Au lieu de faire comme tout le monde et de se lancer à la poursuite de l’amélioration exclusive de leurs sorts personnels respectifs, ils ont décidé, pour une raison inconnue, de s’intéresser à la chose publique. Ils ont donc constitué une association qui, de l’avis des experts, produit des documents de fort bonne facture au sujet de notre vie politique. Un peu dépités par l’existant et horrifiés par notre immobilisme, ils ont poursuivi leur effort en organisant une conférence publique intitulée avec candeur “Qu’est-ce qu’une monarchie parlementaire ?”. Des experts internationaux y étaient invités pour présenter leur expérience et déployer à l’air libre la puissance de leur culture politique, ça promettait beaucoup. Il était même question, tenez-vous bien, de “transposer le modèle scandinave” chez nous, imaginez un peu l’ambition du propos. Nos autorités ont réagi avec enthousiasme en interdisant cette réunion, et merci. C’est la fin de l’histoire, à moins que ce ne soit que la suite de l’histoire que nous connaissons déjà.

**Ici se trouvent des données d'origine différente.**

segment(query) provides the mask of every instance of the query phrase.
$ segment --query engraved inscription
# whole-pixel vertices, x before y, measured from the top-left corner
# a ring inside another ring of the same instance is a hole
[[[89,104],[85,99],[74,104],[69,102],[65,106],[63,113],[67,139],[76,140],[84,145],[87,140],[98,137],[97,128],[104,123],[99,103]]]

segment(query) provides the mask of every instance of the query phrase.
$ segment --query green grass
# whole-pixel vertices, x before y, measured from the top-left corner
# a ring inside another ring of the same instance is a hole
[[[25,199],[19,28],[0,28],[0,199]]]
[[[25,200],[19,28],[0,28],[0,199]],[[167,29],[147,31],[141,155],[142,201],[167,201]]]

Certains tristes sires ont ironisé en notant qu’il était un peu étrange de voir une monarchie parlementaire interdire un séminaire sur la monarchie parlementaire, c’est bien la preuve qu’ils n’ont rien compris du tout. Si les autorités ont interdit la manifestation, c’est parce qu’elle est inutile. Imagine-t-on un séminaire sur “la libération des jeux de hasard” organisé à Las Vegas par exemple ? Il s’agissait d’une perte de temps et notre système n’aime pas voir nos jeunes gens perdre leur temps : nous avons un MarocModerneSARL à construire, il faut avancer à vive allure sans se perdre dans des batailles inutiles, voilà la vérité. Avançons, donc, et saluons cette interview de Yiannos Trisokkas publiée dans Le Matin du Sahara. Vous ne connaissez pas Yiannos Trisokkas ?C’est une erreur, les amis, car il est “expert international en matière de résidence et de citoyenneté”, on se demande bien comment on en arrive à ce genre de position. S’exprimant sans retenue dans les colonnes du plus grand quotidien patriote du pays, il déclare en toute décontraction, que “l’acquisition d’une deuxième citoyenneté est un investissement judicieux pour assurer l’avenir de son entreprise et de sa famille”. Autrement dit, ce Chypriote inspiré est venu nous expliquer qu’il nous fallait un deuxième passeport, c’est une grande découverte. Ils auraient pu interviewer n’importe quel Marocain, il aurait dit la même chose, et sans doute encore plus clairement. Mais cet homme va plus loin, il nous donne la technique pour réaliser ce beau projet : pour avoir la nationalité chypriote, il suffit de 6 mois de démarches administratives et d’un investissement immobilier de 200 000 euros. Ya salam. Il est donc clair que cet article est une sorte de promo pour le passeport chypriote, il faut maintenant comprendre les raisons de cette démarche. Cette contrée est-elle dépeuplée ou victime d’une sorte d’ennui épouvantable ? Sont-ils à ce point fauchés qu’ils souhaitent siphonner l’épargne de nos ménages à coups de passeports vendus à 200 000 euros ? Et pourquoi Le Matin participe-t-il à cette campagne, lui qui consacre de longues pages à la fierté d’être marocain et à la gloire de notre paisible contrée ? Veut-il lui aussi nous voir dégager à vive allure vers cette île méditerranéenne ? A quand les spots publicitaires après le ftour du ramadan et les cours de chypriote à chaque coin de rue ? Et enfin, est-il légal d’acheter un appartement de 200 000 euros à Nicosie ?
C’est un Zakaria Boualem des plus perplexes qui vous laisse réfléchir à cette affaire, et qui vous souhaite une bonne semaine. Pour sa part, il va de ce pas contacter ce bon Yiannos Trisokkas pour lui demander de lui faire un prix, il se sent déjà un peu chypriote, le Guercifi.